Yeah, don't think we're ready to give specifics at this point. You know, that will come out in time.

Speaker 2

That's right. We will have data that will be releasing it, you know, at some point and then you can make your own determination. But I think the take home message is this, that to get the type of deep and durable knockdown that we were getting with the DPCs, our IV format DPC, we needed that endosomal escape component, the active endosomal escape component. But as we continued to develop our subcu we were finding that we could do it without it. And so the take home message is that we are now at a point where what we can do with subQ is really quite similar to what we can do with the DPCs.

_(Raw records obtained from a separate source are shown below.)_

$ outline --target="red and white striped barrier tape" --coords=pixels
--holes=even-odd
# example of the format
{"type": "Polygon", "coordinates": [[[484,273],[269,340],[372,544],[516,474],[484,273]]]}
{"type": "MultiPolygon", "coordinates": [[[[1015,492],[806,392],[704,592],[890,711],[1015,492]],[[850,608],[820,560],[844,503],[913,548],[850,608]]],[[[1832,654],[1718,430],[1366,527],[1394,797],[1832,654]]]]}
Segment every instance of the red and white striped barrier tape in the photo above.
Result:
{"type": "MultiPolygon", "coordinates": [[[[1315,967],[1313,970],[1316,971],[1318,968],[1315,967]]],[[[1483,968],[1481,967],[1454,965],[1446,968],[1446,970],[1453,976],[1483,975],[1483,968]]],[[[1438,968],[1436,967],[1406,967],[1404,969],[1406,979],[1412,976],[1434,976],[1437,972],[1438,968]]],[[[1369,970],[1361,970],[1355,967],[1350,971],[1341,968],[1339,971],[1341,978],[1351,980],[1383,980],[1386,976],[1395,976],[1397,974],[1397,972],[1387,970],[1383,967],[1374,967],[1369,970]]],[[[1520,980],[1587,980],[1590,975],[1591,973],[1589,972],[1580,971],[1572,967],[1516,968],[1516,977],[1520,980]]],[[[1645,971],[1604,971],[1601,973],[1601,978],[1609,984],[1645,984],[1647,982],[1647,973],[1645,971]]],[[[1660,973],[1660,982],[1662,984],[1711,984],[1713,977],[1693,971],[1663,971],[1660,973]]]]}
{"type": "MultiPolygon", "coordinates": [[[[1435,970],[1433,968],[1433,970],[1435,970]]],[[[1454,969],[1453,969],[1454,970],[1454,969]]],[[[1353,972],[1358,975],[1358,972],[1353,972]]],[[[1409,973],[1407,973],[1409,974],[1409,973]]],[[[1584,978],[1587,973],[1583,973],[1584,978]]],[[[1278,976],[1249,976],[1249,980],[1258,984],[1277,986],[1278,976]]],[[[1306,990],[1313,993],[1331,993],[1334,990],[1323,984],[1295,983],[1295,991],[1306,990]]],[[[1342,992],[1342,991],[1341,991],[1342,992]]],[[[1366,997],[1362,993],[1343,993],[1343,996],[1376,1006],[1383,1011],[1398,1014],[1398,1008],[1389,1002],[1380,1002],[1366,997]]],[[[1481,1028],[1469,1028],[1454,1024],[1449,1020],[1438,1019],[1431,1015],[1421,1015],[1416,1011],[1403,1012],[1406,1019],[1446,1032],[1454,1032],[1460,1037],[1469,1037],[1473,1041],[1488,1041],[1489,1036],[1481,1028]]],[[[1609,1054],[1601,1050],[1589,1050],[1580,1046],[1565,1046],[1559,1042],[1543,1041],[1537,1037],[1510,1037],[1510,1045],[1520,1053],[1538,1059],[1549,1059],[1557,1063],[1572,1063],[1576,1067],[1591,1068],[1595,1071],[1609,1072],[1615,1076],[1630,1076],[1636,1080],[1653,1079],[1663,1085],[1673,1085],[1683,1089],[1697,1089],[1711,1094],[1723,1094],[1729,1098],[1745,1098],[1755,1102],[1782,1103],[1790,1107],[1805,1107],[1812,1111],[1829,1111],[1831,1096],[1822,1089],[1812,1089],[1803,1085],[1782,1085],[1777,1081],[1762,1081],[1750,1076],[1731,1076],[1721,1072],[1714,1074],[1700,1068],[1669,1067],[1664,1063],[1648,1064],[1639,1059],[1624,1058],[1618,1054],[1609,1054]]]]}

So as we mentioned in the prepared remarks, our plan for HBV and for AAT was to get into the market hopefully with those IV formulations and then to follow them with a sub q. And so now we're just doing the second step rather than the first step. And we think we have constructs that are quite potent.

Speaker 6

Sure, and then for ARO HBV, so you're gonna, from a trigger design perspective, go straight to the triggers where you would inhibit both the integrated as well as the cccDNA?

Speaker 2

Yeah, so we're not prepared to talk right now about sequences and structures for ARO HBV. But again suffice it to say we learned so much in our chimp studies and in our human studies that I think that we've got an awful lot of data to help us to design a good candidate. So we'll be disclosing more of those structures as we approach the clinic.

Speaker 6

Thank you.

Speaker 2

You're welcome.

Speaker 0

And that concludes today's question and answer session. I'd like to turn the call back to Chris Anzalone for closing remarks.

Speaker 2

Thanks everyone for joining the call today and I wish you all a happy holidays.

Speaker 0

Ladies and gentlemen, thank you for your participation in today's conference. This concludes the program and you may now disconnect.